In fact, for subquery c, the final result set of the left join only cares about the data that can match the resourceid of the main table. So we can rewrite the statement as follows, and the execution time drops from 2 seconds to 2 milliseconds.
SELECT a.*,
c.allocated
FROM (
SELECT resourceid
FROM my_distribute d
WHERE isdelete = 0
AND cusmanagercode = '1234567'
ORDER BY salecode limit 20) a
LEFT JOIN
(
SELECT resourcesid, sum(ifnull(allocation, 0) * 12345) allocated
FROM my_resources r,
(
SELECT resourceid
FROM my_distribute d
WHERE isdelete = 0
AND cusmanagercode = '1234567'
ORDER BY salecode limit 20) a
WHERE r.resourcesid = a.resourcesid
GROUP BY resourcesid) c
ON a.resourceid = c.resourcesid
But the subquery a appears multiple times in our SQL statement. This way of writing not only has additional overhead, but also makes the entire statement significantly complicated. Rewrite again using the WITH statement:
WITH a AS
(
SELECT resourceid
FROM my_distribute d
WHERE isdelete = 0
AND cusmanagercode = '1234567'
ORDER BY salecode limit 20)
SELECT a.*,
c.allocated
FROM a
LEFT JOIN
(
SELECT resourcesid, sum(ifnull(allocation, 0) * 12345) allocated
FROM my_resources r,
a
WHERE r.resourcesid = a.resourcesid
GROUP BY resourcesid) c
ON a.resourceid = c.resourcesid
Summarize
The database compiler generates an execution plan, which determines how SQL is actually executed. But the compiler is just doing its best, and not all database compilers are perfect.
Most of the scenarios mentioned above also have performance problems in other databases.

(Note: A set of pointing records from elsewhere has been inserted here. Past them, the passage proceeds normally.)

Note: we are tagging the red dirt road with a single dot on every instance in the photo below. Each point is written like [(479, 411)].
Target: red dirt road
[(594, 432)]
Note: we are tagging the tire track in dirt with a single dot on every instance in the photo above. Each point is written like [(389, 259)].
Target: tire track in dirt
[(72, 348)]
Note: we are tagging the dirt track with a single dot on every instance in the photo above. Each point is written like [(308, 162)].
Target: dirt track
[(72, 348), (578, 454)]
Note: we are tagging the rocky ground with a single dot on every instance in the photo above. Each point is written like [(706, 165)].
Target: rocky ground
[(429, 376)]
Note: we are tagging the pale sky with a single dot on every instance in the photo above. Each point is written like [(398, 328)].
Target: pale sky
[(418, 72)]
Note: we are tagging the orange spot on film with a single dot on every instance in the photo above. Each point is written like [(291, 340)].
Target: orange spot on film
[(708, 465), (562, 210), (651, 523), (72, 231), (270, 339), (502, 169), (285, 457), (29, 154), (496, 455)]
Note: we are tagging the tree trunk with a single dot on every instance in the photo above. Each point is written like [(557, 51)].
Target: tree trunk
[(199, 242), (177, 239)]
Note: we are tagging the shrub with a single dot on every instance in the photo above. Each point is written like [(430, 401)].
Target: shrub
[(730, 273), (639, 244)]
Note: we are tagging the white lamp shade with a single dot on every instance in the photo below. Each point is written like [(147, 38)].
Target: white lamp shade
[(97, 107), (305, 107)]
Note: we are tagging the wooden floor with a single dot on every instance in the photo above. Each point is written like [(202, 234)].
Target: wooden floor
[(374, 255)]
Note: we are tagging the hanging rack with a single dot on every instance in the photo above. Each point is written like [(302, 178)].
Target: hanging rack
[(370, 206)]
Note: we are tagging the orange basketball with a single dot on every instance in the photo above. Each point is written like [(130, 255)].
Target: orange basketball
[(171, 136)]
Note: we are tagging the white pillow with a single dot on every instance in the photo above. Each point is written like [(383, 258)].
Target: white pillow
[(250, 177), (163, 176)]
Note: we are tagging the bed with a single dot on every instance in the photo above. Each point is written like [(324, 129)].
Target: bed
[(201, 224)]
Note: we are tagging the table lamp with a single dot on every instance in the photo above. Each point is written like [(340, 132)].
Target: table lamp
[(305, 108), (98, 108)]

Only by understanding the characteristics of the database compiler can we avoid its shortcomings and write high-performance SQL statements.
When designing data models and writing SQL statements, programmers should bring in the idea or awareness of algorithms.
To write complex SQL statements, you must develop the habit of using the WITH statement. Concise and clear SQL statements can also reduce the burden on the database.